Heute streike ich, nehme kein Bad, beschäftige mich stattdessen am PC fürs CHTanz und die
schweizer Turniertanzszene, bearbeite Tanzfotos, schreibe Mails an die CHTanz-Redaktion...
Allerdings werde ich ständig gestört: Bei jedem Goal werde ich gerufen, es reicht jeweils, die
interne Treppe hinaufzuspurten, von allen Seiten werden die Goals in Zeitlupe gezeigt, eines ist
schöner als das andere: Der FCB bodigt Xamax erbarmungslos mit 6 : 0. Unsere Heimatstadt mit
einem tollen, begeisterungsfähigen und treuen Publikum (nicht nur in guten Zeiten) jubiliert und
wir mit ihm. Allerdings bedauern wir unsere welschen Freunde schon etwas.
Im Fussball und anderen populären Sportarten ist eine Unmenge Geld im Spiel. Was würde wohl
der Tanzsport-Verband anstellen, wenn plötzlich Geldgeber auftauchen würden? Würde er das
Geld richtig einsetzen? Ziel dürfte kaum sein, ein ausländisches Spitzenpaar einzukaufen, wie
der FCB und alle anderen reichen Clubs dies mit argentinischen Superstars wie Gimenez und Rossi
vormachen. Auch wenn es reizvoll wäre, solche Zugpferde zu haben. Erfolg bringt Nachwuchs!

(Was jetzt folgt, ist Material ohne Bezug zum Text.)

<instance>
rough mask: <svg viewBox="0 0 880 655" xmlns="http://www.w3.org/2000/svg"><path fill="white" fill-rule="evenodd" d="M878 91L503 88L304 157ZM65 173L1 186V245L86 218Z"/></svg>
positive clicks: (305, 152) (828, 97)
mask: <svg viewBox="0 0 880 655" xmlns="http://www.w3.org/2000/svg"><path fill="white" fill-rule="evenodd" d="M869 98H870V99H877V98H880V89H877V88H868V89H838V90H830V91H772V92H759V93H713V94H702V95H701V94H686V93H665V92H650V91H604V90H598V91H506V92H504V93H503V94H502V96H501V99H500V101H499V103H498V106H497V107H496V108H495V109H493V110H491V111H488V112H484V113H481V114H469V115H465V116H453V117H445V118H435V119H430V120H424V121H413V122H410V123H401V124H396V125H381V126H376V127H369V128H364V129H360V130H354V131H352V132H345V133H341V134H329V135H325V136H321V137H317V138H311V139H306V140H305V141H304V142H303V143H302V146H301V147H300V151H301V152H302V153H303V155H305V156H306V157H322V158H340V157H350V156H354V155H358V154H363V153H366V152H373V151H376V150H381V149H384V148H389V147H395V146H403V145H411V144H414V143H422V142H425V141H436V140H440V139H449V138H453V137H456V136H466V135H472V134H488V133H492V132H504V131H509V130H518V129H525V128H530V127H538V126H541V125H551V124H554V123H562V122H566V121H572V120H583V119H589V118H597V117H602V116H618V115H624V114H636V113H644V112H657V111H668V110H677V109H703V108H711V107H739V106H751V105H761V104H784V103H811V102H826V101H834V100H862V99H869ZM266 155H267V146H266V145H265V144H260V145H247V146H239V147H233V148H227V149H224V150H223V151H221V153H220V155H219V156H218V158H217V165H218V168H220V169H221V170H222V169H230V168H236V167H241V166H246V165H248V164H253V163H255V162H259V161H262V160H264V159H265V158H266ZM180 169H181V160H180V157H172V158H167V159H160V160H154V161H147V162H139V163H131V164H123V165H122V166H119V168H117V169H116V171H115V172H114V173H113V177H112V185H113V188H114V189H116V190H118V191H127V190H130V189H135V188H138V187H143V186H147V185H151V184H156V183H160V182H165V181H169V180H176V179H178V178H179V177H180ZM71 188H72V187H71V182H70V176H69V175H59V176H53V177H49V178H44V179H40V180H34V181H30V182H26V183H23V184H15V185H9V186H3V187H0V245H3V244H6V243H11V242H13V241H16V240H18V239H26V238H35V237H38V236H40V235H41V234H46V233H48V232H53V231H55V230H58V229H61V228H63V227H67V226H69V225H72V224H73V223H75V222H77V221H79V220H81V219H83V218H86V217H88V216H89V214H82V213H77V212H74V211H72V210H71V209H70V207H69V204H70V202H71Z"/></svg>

Trotz des Cupfinals fängt die Zusammenfassung der Latein-Europameisterschaft auf dem gleichen
Kanal pünktlich an. Wow, da wird etwas geboten! Diese sogenannten Amateure sind Super-Profis:
Aufmachung, Präsentation, Tanzen, alles gestylt, alles top-professionell. Begeisternd!
Achtung, die Post geht ab: Maurizio Vescovo mit seiner Partnerin Melinda Törökgyörgy tanzt einen
sensationellen Jive, da sehen die Rock'n'Roller von vorhin ganz schön alt aus! Ich bin fasziniert
vom Namen Törökgyörgy, könnte Finnisch sein oder Ungarisch, ist Ungarisch (die beiden
Sprachen tönen sehr ähnlich), Maurizio Vescovo hingegen klingt doch sehr italienisch! Das erste
dänische Paar, Klaus Kongsdal (Däne) und Viktoria Franova (Russin), ist sehr gut, technisch
akkurat, sehr harmonisch (2. Platz); der Funken ihrer Landsleute, Peter Stokkebroe und Kristina
Juel springt hingegen nicht rüber, zumindest nicht zu uns. Die Mehrzahl der Wertungsrichter sieht
das ähnlich und setzt sowohl das ungarische Paar (4. Platz) wie auch ein im Final neues,
vielversprechendes russisches Paar, Denis Kuznetsov und Maria Tzaptachvilli (5. Platz), vor die
zweiten Dänen. Viel besser gefallen uns Riccardo Cocchi und Joanne Wilkinson (Australierin), für
Italien startend (3. Platz), und Franco Formica (Italiener) und Oksana Nikivorova (Russin), für
Deutschland startend, die neuen Europameister.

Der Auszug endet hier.